Pope Joan by Donna Woolfolk Cross (Quartet, pounds 7)
Pope Joan is a popular literary figure these days, and about to be a big movie star, too - when Andrew Davies adapts her story for the big screen. Donna Woolfolk Cross's dynamic re-telling of the story of the legendary "lost" female pope - the woman who disguised herself as a man and occupied the papal throne for two years - manages to steer well clear of historical kitsch; quite an achievement given the novel's supporting cast of Vikings and monks.
How We Live by Sherwin Nuland (Vintage, pounds 7.99)
This vivid, lucid guide to human physiology by a Yale surgery professor is not for the faint of heart. It starts with a chapter-long account of emergency abdominal surgery ("The entire front of his gown was soaked in blood...") before moving on to more literally emetic matters ("A powerful wave of reverse peristalsis in the stomach"). In the section "The Act of Love", Numan tackles the indescribable: "A sudden outpouring of ecstasy that overpowers the senses at every level of awareness." Fizzing with ideas, deeply personal, this is a book of wonders.
Neurotica by Sue Margolis (Headline, pounds 9.99)
Once you've adjusted to the author's wall-to-wall rudeness (pubic-hair shaving, scrotum pulling and lots of KY jelly), Sue Margolis's first novel is as cosy as a nap on Vanessa Feltz's bosom. Anne Shapiro is a 37-year- old journalist desperate for a good shag. Her husband is a hypochondriac, frightened to make love in case he has a heart attack. So when Anne is asked to write a feature on the "Clitoris-Centred Woman", she decides to do a spot of research on her own. A saucy romp through some of North London's chintzier bedrooms.
Ghosts in the Cloisters edited by Mark Bryant (Hodder, pounds 6.99)

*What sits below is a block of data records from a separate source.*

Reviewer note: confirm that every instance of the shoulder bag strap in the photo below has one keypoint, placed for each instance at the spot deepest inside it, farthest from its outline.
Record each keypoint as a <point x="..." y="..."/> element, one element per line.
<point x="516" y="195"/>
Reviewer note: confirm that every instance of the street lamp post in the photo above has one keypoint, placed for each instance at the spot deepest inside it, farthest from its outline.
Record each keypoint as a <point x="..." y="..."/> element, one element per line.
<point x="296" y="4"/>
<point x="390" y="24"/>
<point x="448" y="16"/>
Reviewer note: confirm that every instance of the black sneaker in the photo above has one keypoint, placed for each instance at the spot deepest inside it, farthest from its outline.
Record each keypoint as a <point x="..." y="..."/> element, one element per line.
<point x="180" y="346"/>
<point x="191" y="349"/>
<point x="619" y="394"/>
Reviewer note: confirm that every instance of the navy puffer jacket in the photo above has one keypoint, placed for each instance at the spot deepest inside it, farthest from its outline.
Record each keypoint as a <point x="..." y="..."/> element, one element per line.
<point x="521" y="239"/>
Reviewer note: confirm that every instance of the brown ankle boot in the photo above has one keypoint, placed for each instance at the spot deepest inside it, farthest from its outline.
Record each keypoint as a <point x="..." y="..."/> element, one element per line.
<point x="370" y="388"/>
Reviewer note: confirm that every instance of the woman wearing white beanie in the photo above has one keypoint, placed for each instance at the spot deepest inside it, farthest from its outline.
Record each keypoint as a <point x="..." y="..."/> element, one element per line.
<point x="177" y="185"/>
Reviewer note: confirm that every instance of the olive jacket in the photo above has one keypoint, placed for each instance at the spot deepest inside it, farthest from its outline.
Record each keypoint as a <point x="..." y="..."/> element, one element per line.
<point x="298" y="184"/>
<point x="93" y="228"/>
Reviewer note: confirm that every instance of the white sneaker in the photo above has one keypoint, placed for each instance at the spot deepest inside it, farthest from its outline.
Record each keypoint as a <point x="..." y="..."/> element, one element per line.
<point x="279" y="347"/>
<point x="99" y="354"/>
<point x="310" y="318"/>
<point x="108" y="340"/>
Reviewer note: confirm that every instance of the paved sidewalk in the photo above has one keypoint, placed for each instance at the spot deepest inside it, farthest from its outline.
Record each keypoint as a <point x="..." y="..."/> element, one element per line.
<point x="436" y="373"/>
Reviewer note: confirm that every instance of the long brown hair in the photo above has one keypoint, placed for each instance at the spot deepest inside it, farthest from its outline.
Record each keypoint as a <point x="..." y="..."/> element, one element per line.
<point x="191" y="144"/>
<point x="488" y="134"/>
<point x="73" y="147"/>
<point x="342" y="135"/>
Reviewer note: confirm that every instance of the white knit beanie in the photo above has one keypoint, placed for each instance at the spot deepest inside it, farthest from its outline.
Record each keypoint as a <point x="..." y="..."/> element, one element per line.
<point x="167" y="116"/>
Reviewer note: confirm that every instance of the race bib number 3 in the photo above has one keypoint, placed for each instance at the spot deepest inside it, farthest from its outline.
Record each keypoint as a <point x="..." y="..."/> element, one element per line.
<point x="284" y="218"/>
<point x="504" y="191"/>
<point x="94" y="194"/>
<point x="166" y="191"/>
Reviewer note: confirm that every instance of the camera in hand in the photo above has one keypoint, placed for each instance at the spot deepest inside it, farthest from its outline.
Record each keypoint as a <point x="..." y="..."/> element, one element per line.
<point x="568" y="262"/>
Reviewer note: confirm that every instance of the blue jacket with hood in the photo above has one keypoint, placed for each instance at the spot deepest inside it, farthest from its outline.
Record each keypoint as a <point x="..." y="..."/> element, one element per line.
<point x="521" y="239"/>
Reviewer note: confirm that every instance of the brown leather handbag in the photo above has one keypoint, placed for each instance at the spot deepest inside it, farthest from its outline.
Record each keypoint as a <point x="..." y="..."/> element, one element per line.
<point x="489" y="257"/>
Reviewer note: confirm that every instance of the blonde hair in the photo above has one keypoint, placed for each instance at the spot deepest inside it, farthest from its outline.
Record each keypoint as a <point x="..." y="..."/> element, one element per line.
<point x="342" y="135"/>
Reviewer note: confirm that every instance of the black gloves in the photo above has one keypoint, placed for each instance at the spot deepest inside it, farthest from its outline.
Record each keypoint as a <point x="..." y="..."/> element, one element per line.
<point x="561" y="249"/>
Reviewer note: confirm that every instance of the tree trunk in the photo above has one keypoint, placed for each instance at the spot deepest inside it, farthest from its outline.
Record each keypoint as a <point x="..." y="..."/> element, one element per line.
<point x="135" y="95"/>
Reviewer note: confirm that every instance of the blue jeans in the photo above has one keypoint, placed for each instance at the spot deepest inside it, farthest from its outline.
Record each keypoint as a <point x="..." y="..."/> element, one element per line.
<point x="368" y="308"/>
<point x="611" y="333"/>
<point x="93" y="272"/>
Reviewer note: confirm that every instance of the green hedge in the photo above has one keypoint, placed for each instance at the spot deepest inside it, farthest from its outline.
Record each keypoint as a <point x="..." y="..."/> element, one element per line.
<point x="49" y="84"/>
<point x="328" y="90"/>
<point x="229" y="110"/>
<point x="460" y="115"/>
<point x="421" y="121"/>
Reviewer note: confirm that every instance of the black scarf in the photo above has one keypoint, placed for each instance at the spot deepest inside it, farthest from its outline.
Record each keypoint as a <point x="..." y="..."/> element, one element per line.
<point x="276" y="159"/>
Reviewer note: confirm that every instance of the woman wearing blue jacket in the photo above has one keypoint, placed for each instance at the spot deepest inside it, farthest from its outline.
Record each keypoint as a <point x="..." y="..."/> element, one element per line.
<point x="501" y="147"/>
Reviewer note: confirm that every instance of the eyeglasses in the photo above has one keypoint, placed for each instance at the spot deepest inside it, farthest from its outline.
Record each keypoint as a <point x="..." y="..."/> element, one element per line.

For obvious reasons, spires and spectres go together like beef and horseradish. Though Bryant includes a chiller from Ruth Rendell about a deadly rectory, the bulk of his spiritual spine-tinglers are from the era of gaslight. They are a mixed bunch, with tedious whimsy from Thackeray and plodding gothic from William Morris, but R H Benson hits the right note: "One leaf struck me softly on the cheek and I shuddered as if it had been a toad." M R James, genius of the genre, is at his best in Canon Alberic's Scrapbook. His influence is apparent in Robert Aickman's disturbing tale of ghostly abduction in Ghent.